# Can anybody give me a tutorial for 3OP for 3x3 BLD?



## RadioactivCuber (Jan 7, 2015)

I want to learn the 3OP method for corners especially alongside M2 Edges......but the videos in youtube are in other languages.so can anybody write me or give me a video tutorial of 3OP for 3x3 BLD............I will be very thankful


----------



## brian724080 (Jan 7, 2015)

Here is a 3OP tutorial, but 3OP really isn't used anymore as there are better methods out there such as the beginner-friendly M2/OP and also BH

I linked Noah's tutorial because it has M2. In addition, OP is much easier to learn, and can also be fairly fast. Most importantly, it is an excellent tutorial


----------



## RadioactivCuber (Jan 7, 2015)

brian724080 said:


> Here is a 3OP tutorial, but 3OP really isn't used anymore as there are better methods out there such as the beginner-friendly M2/OP and also BH
> 
> I linked Noah's tutorial because it has M2. In addition, OP is much easier to learn, and can also be fairly fast. Most importantly, it is an excellent tutorial



first of all, that was my first question and
second, I know M2/OP and M2 is far better that 3OP for edges but neither R2 or OP is better than 3OP for corners and many cubers still use it as M2/3OP


----------



## CheesecakeCuber (Jan 7, 2015)

Wow, you are quite radioactive 

Don't ask for help from other people and then start yelling at them, please. Brian gave some good information. If you already know it, you should have given more info during your first post so people can address your question in the best way.


----------



## RadioactivCuber (Jan 7, 2015)

CheesecakeCuber said:


> Wow, you are quite radioactive
> 
> Don't ask for help from other people and then start yelling at them, please. Brian gave some good information. If you already know it, you should have given more info during your first post so people can address your question in the best way.
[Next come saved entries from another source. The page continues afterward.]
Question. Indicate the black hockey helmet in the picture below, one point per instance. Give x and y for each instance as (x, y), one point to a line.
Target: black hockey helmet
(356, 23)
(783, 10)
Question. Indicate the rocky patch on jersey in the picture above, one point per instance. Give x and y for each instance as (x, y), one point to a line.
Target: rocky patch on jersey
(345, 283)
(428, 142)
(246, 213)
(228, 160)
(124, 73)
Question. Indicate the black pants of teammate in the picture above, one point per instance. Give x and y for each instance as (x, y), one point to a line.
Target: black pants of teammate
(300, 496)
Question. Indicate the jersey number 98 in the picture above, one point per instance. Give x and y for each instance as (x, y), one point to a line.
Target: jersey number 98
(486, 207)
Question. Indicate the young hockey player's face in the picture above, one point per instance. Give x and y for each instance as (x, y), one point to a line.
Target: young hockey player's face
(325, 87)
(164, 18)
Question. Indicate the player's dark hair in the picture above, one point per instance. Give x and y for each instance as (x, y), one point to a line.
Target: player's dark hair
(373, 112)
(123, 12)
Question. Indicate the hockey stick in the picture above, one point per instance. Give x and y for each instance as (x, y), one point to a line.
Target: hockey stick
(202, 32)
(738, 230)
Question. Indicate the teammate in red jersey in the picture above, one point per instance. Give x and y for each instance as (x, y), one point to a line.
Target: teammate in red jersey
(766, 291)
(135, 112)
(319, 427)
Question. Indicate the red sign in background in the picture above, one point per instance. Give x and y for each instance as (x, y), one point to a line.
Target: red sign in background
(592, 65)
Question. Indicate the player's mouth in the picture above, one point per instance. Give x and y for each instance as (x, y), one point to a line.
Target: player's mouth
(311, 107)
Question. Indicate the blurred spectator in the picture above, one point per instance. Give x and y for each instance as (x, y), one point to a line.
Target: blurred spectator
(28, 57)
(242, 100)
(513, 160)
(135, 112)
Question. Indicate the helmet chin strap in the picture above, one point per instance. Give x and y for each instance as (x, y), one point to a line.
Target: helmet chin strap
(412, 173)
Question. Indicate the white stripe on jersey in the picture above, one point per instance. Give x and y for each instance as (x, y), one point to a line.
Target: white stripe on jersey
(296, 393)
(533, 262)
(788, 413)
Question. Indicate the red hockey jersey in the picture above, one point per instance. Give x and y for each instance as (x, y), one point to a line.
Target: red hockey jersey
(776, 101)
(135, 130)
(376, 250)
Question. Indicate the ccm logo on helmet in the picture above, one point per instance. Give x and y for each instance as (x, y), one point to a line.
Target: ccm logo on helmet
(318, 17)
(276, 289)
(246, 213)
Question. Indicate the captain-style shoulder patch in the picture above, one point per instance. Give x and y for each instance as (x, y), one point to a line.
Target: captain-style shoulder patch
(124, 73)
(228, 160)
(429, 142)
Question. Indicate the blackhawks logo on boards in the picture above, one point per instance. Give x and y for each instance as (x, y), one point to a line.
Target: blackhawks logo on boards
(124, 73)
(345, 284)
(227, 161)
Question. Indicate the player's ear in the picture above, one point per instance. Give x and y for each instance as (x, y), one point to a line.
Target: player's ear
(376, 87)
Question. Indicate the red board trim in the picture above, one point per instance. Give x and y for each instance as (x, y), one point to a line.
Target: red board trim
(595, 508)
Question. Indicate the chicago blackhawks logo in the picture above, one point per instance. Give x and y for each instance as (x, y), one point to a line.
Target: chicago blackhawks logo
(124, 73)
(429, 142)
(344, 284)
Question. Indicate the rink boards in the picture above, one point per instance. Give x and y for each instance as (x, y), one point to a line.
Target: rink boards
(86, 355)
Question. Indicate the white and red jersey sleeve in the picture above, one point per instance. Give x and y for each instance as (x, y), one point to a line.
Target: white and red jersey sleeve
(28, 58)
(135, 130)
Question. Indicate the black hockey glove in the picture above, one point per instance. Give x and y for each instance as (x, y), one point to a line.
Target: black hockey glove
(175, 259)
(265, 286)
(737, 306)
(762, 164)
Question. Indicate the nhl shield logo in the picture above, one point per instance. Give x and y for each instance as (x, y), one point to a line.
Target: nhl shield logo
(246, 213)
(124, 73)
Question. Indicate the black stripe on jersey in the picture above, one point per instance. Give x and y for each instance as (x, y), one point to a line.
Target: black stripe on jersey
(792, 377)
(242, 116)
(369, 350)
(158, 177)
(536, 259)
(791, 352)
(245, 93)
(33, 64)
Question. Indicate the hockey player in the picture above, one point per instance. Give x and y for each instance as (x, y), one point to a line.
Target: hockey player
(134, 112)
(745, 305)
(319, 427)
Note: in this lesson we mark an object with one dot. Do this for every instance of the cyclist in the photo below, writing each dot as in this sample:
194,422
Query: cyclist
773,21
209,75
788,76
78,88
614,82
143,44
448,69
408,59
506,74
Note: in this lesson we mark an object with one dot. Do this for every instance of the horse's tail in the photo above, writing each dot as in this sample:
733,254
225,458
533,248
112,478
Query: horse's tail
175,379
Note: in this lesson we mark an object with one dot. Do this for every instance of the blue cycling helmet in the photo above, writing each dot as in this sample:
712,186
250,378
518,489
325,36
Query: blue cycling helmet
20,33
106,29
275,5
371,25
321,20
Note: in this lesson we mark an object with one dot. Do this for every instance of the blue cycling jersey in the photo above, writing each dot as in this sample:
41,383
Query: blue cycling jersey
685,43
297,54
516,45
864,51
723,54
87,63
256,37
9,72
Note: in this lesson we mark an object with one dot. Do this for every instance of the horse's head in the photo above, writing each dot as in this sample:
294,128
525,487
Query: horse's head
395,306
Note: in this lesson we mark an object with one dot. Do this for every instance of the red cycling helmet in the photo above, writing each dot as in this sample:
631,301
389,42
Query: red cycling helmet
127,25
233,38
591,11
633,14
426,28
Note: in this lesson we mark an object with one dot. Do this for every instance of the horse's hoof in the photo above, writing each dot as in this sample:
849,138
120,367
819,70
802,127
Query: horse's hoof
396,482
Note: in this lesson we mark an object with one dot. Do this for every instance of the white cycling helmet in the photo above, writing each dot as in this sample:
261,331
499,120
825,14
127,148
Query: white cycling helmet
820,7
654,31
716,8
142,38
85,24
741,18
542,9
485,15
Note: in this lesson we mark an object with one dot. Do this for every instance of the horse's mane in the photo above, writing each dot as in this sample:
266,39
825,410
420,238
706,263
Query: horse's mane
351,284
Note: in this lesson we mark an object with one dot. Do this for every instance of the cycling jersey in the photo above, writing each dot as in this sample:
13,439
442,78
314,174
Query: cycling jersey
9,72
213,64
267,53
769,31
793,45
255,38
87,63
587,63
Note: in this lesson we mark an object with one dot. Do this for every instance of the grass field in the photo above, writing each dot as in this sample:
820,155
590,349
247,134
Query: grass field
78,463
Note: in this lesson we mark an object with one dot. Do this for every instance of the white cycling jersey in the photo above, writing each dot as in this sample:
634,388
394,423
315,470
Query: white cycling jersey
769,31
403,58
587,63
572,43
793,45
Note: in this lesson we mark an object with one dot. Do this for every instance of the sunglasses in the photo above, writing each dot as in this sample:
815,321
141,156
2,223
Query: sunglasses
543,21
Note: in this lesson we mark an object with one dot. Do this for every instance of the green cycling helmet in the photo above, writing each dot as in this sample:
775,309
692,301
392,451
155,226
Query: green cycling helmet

1) I already mentioned I have searched all videos on youtube
2) I also mentioned that I searxhed text tutorials
3) I specifically asked for 3OP tutorials
4) I mentioned or at least gave a hint that I know M2 (read my question carefully)
5) He mentioned in his answer that 3OP is not used now which is not true.....it is used for corners......am I not right??!!
6) He blamed me saying that "I'm not sure if you're joking "............why on earth would I joke in my own question
7) He didn't provide anything related to my answer

8) Yes...........I am really sorry for my radioactive reaction

I promise not to yell from now on.............but I am angry at you toooooo..........you also didn't post a related answer


----------



## DeeDubb (Jan 7, 2015)

RadioactivCuber said:


> 1) I already mentioned I have searched all videos on youtube
> 2) I also mentioned that I searxhed text tutorials
> 3) I specifically asked for 3OP tutorials
> 4) I mentioned or at least gave a hint that I know M2 (read my question carefully)
> ...



If you don't have the patience to treat our community with respect, you definitely don't have the patience for blindfold solving.

I don't know if there's a language issue or maturity issue, but something clearly isn't clicking with you.

Why would ANYONE try to help you when you immediately abuse them for not giving you exactly what you want? Brian is an amazingly helpful guy, and you have no business treating him that way.


----------



## Tao Yu (Jan 7, 2015)

I think a better way to improve would be to stick with M2/OP until you are averaging 1-2 minutes with it and then switch to 3-style. 

3-style is objectively the best BLD method we have right now. All other methods are just stepping stones to it. There is no real need to add in the extra stepping stone of 3OP. The time and effort spent on making the switch is just going to slow you down.

Sub 1:00 should be very reasonable with M2/OP. After that, you should be looking at 3-style and not 3OP.

If you want a 3-style tutorial, try Noah's and Brian's


----------



## RadioactivCuber (Jan 7, 2015)

Thank You, Senior


----------